Hi. I'm trying to derive accurate gain versus elevation curves for VLA 15-GHz data taken in late 1992 - the earliest gain curve that ships with AIPS is from March 1995. I found a few data sets in the archive that seem suitable for gain-elevation derivation using ELINT. Running this task seems pretty straightforward and for most antennas I get quite nice looking polynomial fits to the data. If I then compare these to the March 1995 data, I'm surprised by how much they differ. So far, I've only done a detailed comparison for one antenna that has an exceptionally nice polynomial fit, but it is presumably instructive.
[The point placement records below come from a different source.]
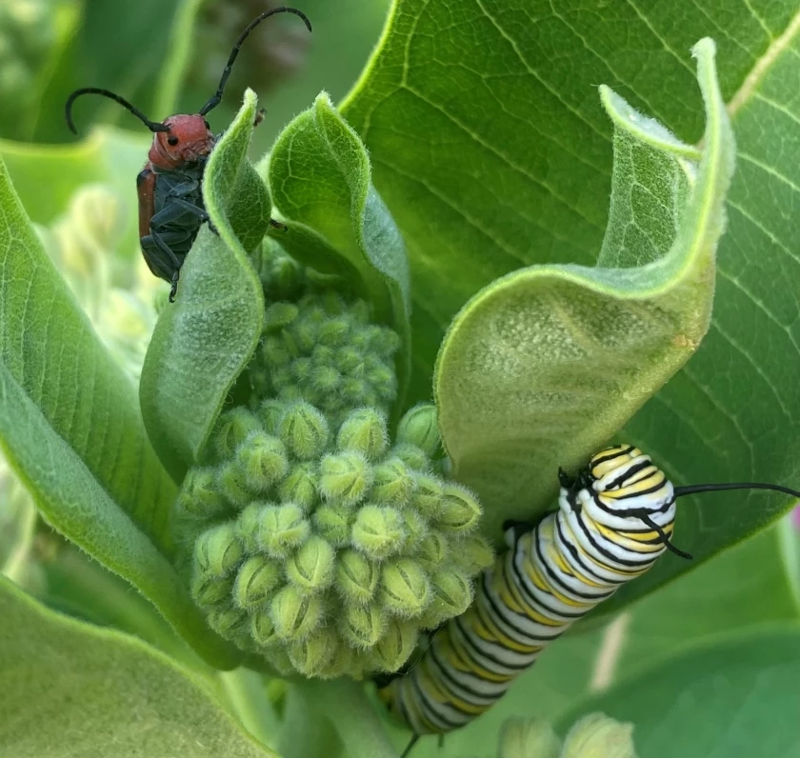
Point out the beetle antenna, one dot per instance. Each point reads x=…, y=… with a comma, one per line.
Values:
x=692, y=488
x=216, y=99
x=153, y=126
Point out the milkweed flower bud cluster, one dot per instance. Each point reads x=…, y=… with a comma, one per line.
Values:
x=320, y=543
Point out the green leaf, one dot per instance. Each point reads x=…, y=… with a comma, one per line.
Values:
x=492, y=152
x=95, y=693
x=321, y=181
x=203, y=341
x=47, y=176
x=565, y=355
x=737, y=697
x=55, y=361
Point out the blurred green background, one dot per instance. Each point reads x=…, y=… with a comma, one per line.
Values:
x=48, y=48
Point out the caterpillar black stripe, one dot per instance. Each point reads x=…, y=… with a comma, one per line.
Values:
x=615, y=519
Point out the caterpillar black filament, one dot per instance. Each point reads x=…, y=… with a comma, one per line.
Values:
x=614, y=521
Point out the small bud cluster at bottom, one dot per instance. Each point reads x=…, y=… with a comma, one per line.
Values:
x=323, y=547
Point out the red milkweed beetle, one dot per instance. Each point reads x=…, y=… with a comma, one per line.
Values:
x=169, y=187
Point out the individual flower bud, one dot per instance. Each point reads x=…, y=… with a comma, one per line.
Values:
x=232, y=428
x=356, y=577
x=325, y=379
x=345, y=478
x=248, y=525
x=274, y=353
x=378, y=531
x=413, y=456
x=364, y=431
x=428, y=497
x=262, y=461
x=420, y=427
x=461, y=511
x=404, y=587
x=452, y=595
x=394, y=483
x=279, y=315
x=362, y=625
x=209, y=590
x=332, y=522
x=300, y=486
x=302, y=369
x=527, y=738
x=599, y=736
x=228, y=622
x=218, y=551
x=283, y=529
x=334, y=331
x=295, y=614
x=396, y=645
x=231, y=484
x=199, y=497
x=432, y=550
x=473, y=554
x=347, y=359
x=270, y=412
x=262, y=630
x=311, y=568
x=312, y=656
x=304, y=431
x=255, y=582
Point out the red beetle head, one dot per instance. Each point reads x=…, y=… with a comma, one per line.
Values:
x=187, y=139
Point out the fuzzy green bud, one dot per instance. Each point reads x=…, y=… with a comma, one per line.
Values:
x=228, y=622
x=527, y=738
x=300, y=486
x=295, y=614
x=432, y=550
x=345, y=478
x=211, y=590
x=313, y=655
x=461, y=510
x=378, y=531
x=362, y=625
x=248, y=525
x=279, y=315
x=598, y=736
x=356, y=577
x=452, y=595
x=364, y=431
x=333, y=523
x=396, y=645
x=311, y=568
x=304, y=431
x=231, y=484
x=394, y=483
x=199, y=497
x=218, y=551
x=404, y=587
x=428, y=497
x=270, y=412
x=262, y=629
x=262, y=461
x=413, y=456
x=255, y=582
x=233, y=427
x=282, y=529
x=420, y=427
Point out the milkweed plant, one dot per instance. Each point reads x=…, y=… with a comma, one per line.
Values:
x=525, y=233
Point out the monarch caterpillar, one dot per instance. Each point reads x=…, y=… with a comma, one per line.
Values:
x=614, y=520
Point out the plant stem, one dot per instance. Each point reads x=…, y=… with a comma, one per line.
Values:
x=343, y=703
x=247, y=695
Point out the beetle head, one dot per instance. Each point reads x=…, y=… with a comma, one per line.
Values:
x=188, y=139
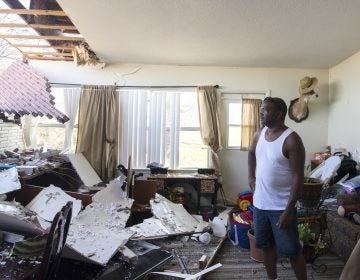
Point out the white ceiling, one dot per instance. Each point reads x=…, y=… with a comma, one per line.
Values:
x=248, y=33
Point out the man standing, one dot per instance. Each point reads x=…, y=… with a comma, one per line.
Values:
x=276, y=173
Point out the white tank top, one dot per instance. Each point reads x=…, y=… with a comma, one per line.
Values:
x=273, y=173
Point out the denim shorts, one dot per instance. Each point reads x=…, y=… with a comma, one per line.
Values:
x=267, y=233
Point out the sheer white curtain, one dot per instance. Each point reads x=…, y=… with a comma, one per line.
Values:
x=29, y=124
x=71, y=106
x=149, y=127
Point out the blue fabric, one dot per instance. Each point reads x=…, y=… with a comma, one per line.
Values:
x=4, y=166
x=267, y=233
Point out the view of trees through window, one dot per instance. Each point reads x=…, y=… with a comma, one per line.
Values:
x=190, y=150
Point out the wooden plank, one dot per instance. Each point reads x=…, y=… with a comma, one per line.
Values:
x=43, y=46
x=38, y=12
x=41, y=26
x=49, y=58
x=62, y=38
x=47, y=53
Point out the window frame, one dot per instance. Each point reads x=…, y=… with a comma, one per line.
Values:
x=236, y=97
x=181, y=128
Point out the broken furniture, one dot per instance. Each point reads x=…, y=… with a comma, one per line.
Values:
x=204, y=185
x=344, y=233
x=16, y=268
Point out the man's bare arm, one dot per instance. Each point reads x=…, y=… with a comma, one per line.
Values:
x=252, y=161
x=294, y=150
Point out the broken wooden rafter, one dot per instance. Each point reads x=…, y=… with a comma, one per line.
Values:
x=48, y=58
x=58, y=13
x=47, y=53
x=61, y=38
x=43, y=46
x=40, y=26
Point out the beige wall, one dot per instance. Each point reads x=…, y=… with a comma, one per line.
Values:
x=280, y=81
x=344, y=104
x=11, y=136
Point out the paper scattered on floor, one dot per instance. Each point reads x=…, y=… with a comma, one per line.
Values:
x=9, y=180
x=17, y=219
x=97, y=232
x=190, y=276
x=50, y=201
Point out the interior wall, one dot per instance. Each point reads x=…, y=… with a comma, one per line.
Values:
x=344, y=100
x=281, y=82
x=11, y=136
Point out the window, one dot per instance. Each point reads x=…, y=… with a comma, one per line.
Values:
x=49, y=132
x=234, y=118
x=233, y=133
x=161, y=126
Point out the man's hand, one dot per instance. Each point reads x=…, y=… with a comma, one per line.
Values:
x=285, y=219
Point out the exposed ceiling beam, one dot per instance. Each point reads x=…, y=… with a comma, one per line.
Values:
x=48, y=58
x=48, y=53
x=42, y=46
x=58, y=13
x=61, y=38
x=42, y=26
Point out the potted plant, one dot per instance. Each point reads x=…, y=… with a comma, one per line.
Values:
x=311, y=243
An example of my ELINT output is:

ELINT1: ANT=13 STOK=R IF= 1:0.2994E+01 - 0.259E-02*ZA + 0.549E-04*ZA**2

VLA.GAINS in AIPS has:

U 13 19750101 19960601  9.7093E-01  8.4600E-04 -5.8547E-06

Note that the second and third coefficients have swapped signs between 1992 and 1995. One can probably see this better in a plot (attached). The two curves from 1992 are from two different datasets and obviously agree quite nicely. The other two curves are actually identical (there's an arbitrary vertical offset in all curves) and was a result of me confirming that the VLA.GAINS coefficients (a function of zenith angle) were the same as those in the original ELINT output (function of elevation - the original ELINT output files are available from the "VLA/VLBA Polarization Calibration Page").

If you could confirm that such a large change is not actually that surprising, that would be very reassuring. Alternatively, I'm perhaps doing something very wrong.